Bastou o primeiro se ordenar para que uma leva fosse
influenciada por esse nobre ofício de pastoreio humano. Dentre os parentes que
antecederam o futuro Monsenhor Antonio Feitosa, encontram-se os três irmãos: Padre
Antonio de Sousa Rego, Padre Benedito de Sousa Rego e o Padre José da Costa
Leitão.
No
mais, uniu-se a essa reverendíssima casta o Padre Ângelo Alves de Castro, Monsenhor
Pedro Leopoldo de Araújo Feitosa, o Padre Francisco Máximo Feitosa e Castro, o
Cônego Manuel de Araújo Feitosa e Monsenhor Francisco de Assis Feitosa.
Então,
sob o chamamento ou indicação de um padre mais velho, certo neófito era
indigitado para adentrar os misteres do ofício religioso, comumente não cabendo
ao jovem declinar dessa resolução, pois a vontade pertencia quase que
unicamente aos pais.
Cônego Manoel de A. Feitosa. |
Assim, o Cônego Manuel de Araújo Feitosa foi à casa de sua
tia Ana Leontina de Araújo Feitosa[10] no
fito de escolher um dos filhos desta para ingressar na vida clerical. O Cônego
preferiu a José de Arimateia Feitosa. Entretanto, os pais deste não concordaram
com a indicação, pelo fato de José apresentar outros pendores, sendo por isso substituído
por seu irmão, Antonio Alves Feitosa.[11]
A vida no campo exigia esforços desde tenra idade, aparentemente
cruel, mas necessário à sobrevivência num meio tão adverso. Logo, se a terra
fosse insuficiente ao criatório, recorria-se à lavra do minifúndio para garantir
a subsistência.
Empobrecida, a família do Monsenhor não dispunha de mão de
obra além dos braços que constavam na casa paterna. Então, a irmandade
indispensavelmente numerosa, meneava a terra sem distinção de idades, indo
Antonio trabalhar no roçado aos oito anos. Nessa época, já tendo lavrado uma
pequena gleba, com milho e feijão, não pode desfrutar dessas benesses, pois,
antes da colheita, teve que partir rumo ao Cariri/CE.[12]
Tendo sido alfabetizado por sua própria mãe[13],
tão logo, o pequeno Antonio adentra o Seminário São José, na cidade do Crato/CE,
no ano de 1922. Contudo, continuou seus estudos no Seminário Episcopal de
Fortaleza, no qual ingressara em 1933[14].
Posteriormente, no dia 13 de outubro de 1935 é ordenado pelo Bispo do Crato,
Dom Francisco de Assis Pires, na Sé Catedral da cidade onde havia iniciado os
seus primeiros estudos.[15]
Seminário São José, Crato/CE (DHDPG). |
Depois da ordenação, internou-se no magistério do Seminário
São José, simultaneamente assumindo a Capela do Ginásio Santa Tereza de Jesus.

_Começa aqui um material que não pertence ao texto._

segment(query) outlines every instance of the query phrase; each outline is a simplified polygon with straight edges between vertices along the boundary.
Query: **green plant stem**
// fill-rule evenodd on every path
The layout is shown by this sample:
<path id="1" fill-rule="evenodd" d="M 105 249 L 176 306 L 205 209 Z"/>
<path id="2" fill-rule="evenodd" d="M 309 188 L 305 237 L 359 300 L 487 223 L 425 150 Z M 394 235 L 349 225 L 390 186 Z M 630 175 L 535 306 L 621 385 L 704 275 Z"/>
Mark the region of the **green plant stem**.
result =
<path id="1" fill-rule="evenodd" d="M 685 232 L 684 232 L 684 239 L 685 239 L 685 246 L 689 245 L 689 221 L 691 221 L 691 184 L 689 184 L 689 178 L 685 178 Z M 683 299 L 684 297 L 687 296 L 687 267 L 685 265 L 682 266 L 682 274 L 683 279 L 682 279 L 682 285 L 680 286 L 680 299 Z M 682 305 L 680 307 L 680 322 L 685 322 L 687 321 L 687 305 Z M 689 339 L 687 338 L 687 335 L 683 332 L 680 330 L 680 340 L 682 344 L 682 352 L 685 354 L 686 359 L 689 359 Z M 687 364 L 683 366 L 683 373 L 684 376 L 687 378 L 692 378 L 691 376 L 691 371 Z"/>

No mais, foi professor do Colégio Diocesano e da Escola Técnica de Comércio,
lecionando matemática, inglês, química, física etc.
O seu nome não ficaria ileso às mudanças, pois, apesar de a
profissão ter-lhe acrescido o título de Padre, por outro lado, houve a
supressão do patronímico Alves, requerida em Cartório no ano de 1937.[16]
Destarte, o menino batizado por Antonio Alves Feitosa, aos 24 anos passou a se
chamar Padre Antonio Feitosa, ou simplesmente Padre Feitosinha.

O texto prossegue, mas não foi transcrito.